WikiLeaks, an organization dedicated to facilitating official leaks, released Tuesday what it claims is an official copy of a video taken from a U.S. helicopter camera showing air strikes in Baghdad.
The video, which WikiLeaks touted as proof of a Pentagon cover-up, shows gun camera footage from an Apache helicopter firing its cannon on a group of men, some of whom were armed. Among those killed were two Iraqi employees of Reuters.
The military now says it can't authenticate the WikiLeaks footage because it can't find its own copy of the video, even though the WikiLeaks version has now been circulating freely on the Internet for more than 24 hours and is available on YouTube.
"We had no reason to hold the video at [U.S. Central Command], nor did the higher headquarters in Iraq," Capt. Jack Hanzlik, a Central Command spokesman, told the AP in an e-mailed statement. "We're attempting to retrieve the video from the unit who did the investigation."
Although the AP on Tuesday quoted an anonymous official as saying the leaked WikiLeaks video is authentic, and the military has not questioned its authenticity, the Defense Department hasn't officially said it is genuine.
The video, which depicts military personnel using words like "sweet" and "patoosh" to describe the airstrikes, which also injured two children, was released Tuesday at a press conference in Washington.
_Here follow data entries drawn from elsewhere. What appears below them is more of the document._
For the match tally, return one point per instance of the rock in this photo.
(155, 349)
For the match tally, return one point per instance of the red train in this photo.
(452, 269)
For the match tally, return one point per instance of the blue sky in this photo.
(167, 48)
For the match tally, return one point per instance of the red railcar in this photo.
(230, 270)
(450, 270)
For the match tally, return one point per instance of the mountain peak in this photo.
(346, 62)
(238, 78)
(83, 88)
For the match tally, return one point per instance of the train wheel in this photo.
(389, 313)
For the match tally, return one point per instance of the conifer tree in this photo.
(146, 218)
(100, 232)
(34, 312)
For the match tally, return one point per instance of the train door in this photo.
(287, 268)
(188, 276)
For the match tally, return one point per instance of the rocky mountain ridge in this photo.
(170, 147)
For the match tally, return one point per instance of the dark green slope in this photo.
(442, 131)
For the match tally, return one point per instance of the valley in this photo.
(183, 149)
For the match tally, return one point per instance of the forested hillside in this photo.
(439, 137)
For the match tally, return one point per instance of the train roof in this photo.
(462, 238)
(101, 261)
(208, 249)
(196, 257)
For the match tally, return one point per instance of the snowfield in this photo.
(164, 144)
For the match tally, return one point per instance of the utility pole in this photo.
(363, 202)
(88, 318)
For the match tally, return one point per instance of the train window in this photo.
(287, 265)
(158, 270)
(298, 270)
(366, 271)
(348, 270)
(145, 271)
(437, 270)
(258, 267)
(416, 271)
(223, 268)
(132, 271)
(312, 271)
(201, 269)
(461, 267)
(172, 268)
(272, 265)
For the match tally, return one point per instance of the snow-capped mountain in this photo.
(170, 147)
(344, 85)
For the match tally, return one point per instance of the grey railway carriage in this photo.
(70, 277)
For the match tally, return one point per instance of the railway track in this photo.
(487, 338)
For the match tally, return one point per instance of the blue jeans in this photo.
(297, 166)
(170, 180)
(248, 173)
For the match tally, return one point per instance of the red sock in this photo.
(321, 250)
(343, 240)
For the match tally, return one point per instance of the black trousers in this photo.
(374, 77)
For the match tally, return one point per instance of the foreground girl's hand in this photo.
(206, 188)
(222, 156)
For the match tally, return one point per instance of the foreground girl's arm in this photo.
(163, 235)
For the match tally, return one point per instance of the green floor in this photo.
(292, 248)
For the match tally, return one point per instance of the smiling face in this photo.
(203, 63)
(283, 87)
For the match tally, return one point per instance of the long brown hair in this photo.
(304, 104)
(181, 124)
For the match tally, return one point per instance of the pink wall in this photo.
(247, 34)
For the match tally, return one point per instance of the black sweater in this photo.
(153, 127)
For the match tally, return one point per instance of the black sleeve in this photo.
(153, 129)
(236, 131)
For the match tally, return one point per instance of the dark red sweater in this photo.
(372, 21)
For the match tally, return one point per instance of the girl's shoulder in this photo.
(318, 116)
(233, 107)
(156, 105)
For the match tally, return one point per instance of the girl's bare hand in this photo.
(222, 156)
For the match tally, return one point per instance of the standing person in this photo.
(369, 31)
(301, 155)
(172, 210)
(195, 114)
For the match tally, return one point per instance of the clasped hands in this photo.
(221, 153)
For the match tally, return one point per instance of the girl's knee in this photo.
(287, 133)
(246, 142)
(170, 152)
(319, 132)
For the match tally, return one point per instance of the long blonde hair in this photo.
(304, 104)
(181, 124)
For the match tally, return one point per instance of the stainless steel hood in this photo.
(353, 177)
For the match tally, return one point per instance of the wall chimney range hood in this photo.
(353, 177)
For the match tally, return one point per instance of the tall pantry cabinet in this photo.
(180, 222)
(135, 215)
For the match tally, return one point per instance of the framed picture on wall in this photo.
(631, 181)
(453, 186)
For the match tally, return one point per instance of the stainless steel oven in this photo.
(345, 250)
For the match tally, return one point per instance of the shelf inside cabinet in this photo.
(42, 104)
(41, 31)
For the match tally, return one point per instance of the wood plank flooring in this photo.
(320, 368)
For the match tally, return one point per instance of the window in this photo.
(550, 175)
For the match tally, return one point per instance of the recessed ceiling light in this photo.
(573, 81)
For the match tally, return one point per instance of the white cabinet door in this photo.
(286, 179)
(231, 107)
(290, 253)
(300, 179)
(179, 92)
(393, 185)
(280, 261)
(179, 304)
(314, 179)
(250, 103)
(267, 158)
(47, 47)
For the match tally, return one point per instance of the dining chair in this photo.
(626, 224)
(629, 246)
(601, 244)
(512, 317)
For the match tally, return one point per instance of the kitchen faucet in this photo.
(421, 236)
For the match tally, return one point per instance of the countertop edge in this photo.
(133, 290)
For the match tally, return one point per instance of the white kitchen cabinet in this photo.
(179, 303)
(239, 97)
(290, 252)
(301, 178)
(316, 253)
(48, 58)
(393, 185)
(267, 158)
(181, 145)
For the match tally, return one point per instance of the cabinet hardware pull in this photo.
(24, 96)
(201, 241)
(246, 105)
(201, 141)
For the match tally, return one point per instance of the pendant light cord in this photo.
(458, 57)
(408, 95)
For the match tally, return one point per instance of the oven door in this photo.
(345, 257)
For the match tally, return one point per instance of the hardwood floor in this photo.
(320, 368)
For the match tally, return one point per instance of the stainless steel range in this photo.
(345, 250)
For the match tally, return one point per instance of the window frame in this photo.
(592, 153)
The video is also the subject of a Freedom of Information Act request filed by Reuters, which was shown the video in an off-the-record briefing. Central Command has now made available redacted documents relating to the investigation of the incident and the killing of the two Reuters employees.
Those documents, which were also requested under the Freedom of Information Act, provide the Defense Department's interpretation of events. The pilots, the investigative report notes, were focusing on supporting U.S. ground forces, which had called in air support after coming under attack in the area.
The report also says the group of men who were fired upon, identified by the military as insurgents, were found with weapons, including a rocket-propelled grenade launcher. The two Reuters employees did not have any visual indicators of press affiliation that could have been spotted by the helicopter pilots.
The investigator, whose name was blacked out, notes that the pilots in the middle of military operations do not have the same view as someone watching the video on a big screen. "Although useful, an analysis of the events captured on video is beyond the scope of my investigation and the subject of a collateral investigation," the final report says.